All living things ingest carbon in some form, so naturally something that’s constantly ingesting carbon from the environment, should have the same ratio of carbon 12 to carbon 14 in their bodies as that environment. Once that organism dies, it stops taking in carbon, so that carbon is now isolated. After 5730 years, half of the carbon 14 in that organism has decayed, so the ratio of carbon 12 to carbon 14 should be different, showing half as much carbon 14 as in the environment, so we know that the organism died 5730 years ago.
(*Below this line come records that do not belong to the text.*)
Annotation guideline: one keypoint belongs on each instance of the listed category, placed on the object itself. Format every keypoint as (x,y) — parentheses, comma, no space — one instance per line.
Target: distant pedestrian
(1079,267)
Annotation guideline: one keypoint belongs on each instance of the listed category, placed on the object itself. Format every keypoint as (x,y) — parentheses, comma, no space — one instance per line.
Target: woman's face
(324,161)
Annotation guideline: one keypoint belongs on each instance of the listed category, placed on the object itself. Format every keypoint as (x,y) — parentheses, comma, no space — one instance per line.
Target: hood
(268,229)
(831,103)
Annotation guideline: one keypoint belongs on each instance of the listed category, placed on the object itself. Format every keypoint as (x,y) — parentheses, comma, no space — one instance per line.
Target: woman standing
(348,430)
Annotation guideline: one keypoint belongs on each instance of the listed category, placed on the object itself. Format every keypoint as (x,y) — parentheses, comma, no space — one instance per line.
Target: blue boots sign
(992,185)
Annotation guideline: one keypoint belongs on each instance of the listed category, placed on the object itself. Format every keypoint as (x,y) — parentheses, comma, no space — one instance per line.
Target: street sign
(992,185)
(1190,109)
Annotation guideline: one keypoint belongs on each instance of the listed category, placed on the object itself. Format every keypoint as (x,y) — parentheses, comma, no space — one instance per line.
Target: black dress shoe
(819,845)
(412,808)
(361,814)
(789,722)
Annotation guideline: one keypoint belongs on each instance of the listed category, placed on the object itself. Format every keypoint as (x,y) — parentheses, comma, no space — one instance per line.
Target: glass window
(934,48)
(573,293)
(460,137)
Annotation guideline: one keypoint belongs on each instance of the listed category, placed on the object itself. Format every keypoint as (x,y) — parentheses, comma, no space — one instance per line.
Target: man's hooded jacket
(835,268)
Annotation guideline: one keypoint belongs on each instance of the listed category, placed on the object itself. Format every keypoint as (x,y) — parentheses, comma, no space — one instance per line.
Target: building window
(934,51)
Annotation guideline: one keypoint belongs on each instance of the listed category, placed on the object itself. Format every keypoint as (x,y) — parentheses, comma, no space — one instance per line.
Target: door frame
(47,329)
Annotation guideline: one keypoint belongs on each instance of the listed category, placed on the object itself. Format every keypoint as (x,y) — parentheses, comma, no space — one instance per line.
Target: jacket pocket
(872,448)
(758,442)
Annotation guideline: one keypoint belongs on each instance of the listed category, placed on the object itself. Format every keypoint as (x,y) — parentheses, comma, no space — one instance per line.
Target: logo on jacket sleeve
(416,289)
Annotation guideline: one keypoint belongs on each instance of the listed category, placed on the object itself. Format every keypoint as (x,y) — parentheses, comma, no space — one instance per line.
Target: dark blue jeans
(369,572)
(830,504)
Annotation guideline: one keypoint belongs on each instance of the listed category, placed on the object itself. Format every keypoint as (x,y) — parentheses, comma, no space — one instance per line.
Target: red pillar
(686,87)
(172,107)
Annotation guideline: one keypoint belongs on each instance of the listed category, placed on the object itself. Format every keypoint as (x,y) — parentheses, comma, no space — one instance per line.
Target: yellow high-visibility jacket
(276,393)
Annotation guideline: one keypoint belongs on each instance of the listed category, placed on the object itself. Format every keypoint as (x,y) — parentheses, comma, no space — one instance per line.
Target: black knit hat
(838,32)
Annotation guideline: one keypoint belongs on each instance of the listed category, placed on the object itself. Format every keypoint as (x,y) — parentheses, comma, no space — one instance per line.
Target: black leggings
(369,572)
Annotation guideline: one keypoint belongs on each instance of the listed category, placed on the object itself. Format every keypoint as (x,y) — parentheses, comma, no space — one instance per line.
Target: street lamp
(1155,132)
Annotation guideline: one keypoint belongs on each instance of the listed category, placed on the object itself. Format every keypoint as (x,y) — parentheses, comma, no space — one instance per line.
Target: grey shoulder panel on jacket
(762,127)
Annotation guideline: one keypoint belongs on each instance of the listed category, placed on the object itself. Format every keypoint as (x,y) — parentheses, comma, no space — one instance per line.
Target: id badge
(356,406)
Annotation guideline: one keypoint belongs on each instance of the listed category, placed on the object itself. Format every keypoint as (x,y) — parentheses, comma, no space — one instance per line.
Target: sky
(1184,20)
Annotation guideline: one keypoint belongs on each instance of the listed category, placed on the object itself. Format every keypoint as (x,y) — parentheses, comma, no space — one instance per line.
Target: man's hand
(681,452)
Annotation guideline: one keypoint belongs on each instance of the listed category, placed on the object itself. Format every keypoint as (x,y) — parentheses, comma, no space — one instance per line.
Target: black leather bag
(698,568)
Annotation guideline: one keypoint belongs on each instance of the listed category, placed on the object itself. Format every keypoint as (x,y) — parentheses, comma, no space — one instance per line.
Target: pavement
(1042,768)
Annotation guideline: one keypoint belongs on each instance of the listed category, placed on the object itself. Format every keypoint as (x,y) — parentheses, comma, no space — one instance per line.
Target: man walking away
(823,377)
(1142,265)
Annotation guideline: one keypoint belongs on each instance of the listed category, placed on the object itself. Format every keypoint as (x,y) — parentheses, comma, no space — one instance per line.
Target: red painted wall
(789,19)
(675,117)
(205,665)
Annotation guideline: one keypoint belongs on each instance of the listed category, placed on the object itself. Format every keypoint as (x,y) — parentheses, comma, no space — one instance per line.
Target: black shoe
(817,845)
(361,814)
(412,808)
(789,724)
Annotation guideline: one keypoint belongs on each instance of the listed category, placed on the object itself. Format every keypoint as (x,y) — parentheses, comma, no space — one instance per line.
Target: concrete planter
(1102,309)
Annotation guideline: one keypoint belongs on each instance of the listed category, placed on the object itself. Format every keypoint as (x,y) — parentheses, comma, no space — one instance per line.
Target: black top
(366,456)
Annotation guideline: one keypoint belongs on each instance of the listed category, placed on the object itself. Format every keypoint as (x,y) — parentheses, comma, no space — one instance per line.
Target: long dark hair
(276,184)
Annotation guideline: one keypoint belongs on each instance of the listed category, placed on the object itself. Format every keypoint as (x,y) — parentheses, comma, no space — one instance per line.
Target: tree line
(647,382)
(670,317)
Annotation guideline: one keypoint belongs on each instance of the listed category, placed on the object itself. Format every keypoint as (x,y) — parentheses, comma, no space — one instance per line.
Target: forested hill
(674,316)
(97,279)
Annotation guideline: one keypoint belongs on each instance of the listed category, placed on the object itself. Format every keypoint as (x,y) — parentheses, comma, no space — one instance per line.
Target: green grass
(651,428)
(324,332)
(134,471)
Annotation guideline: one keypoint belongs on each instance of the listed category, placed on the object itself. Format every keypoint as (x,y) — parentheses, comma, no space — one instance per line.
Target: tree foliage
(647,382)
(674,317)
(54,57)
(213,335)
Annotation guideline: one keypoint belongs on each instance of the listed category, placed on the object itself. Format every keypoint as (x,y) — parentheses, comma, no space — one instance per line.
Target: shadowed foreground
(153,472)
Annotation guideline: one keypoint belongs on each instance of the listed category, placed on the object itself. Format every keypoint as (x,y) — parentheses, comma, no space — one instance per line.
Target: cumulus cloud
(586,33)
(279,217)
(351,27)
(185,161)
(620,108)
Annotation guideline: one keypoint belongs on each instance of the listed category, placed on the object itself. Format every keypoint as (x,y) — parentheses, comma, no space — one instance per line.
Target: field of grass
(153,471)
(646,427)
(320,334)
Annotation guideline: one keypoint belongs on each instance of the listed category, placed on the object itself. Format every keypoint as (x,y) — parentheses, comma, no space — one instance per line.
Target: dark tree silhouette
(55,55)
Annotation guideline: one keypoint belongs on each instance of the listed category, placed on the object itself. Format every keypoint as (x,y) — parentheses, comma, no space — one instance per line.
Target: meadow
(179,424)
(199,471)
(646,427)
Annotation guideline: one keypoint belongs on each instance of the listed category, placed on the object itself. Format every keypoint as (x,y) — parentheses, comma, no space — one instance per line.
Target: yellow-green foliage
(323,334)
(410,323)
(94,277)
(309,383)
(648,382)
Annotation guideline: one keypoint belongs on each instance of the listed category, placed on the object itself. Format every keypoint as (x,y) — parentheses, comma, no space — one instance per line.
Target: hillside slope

Different ratios allow us to find different amounts of time, but after about 10 half lives or so, the ratio becomes too hard to measure, but then you can often use something of a longer half life like uranium.

The same can also be applied to say pottery. The clay out in the environment constantly has things dying in it, introducing carbon, until a human takes the clay out of the environment and fires it, isolating that carbon and allowing us to figure out when it was made.

Half lives are also not a fundamental law of how radioactivity works, but rather a result of statistics. A radioactive atom, after one half life, has a 50% of decaying. It isn’t communicating with all of its neighbors to work out which atoms decay when, there’s just so many atoms that after one half life, half of them have decayed, but if it’s off by a couple hundred atoms, no one will notice among the billions of atoms in the sample you’re taking. The sample size is so large, that we can always assume it behaves that way.

The formula:

Remaining isotope = initial isotope * e^(-[ln2/half life] * time)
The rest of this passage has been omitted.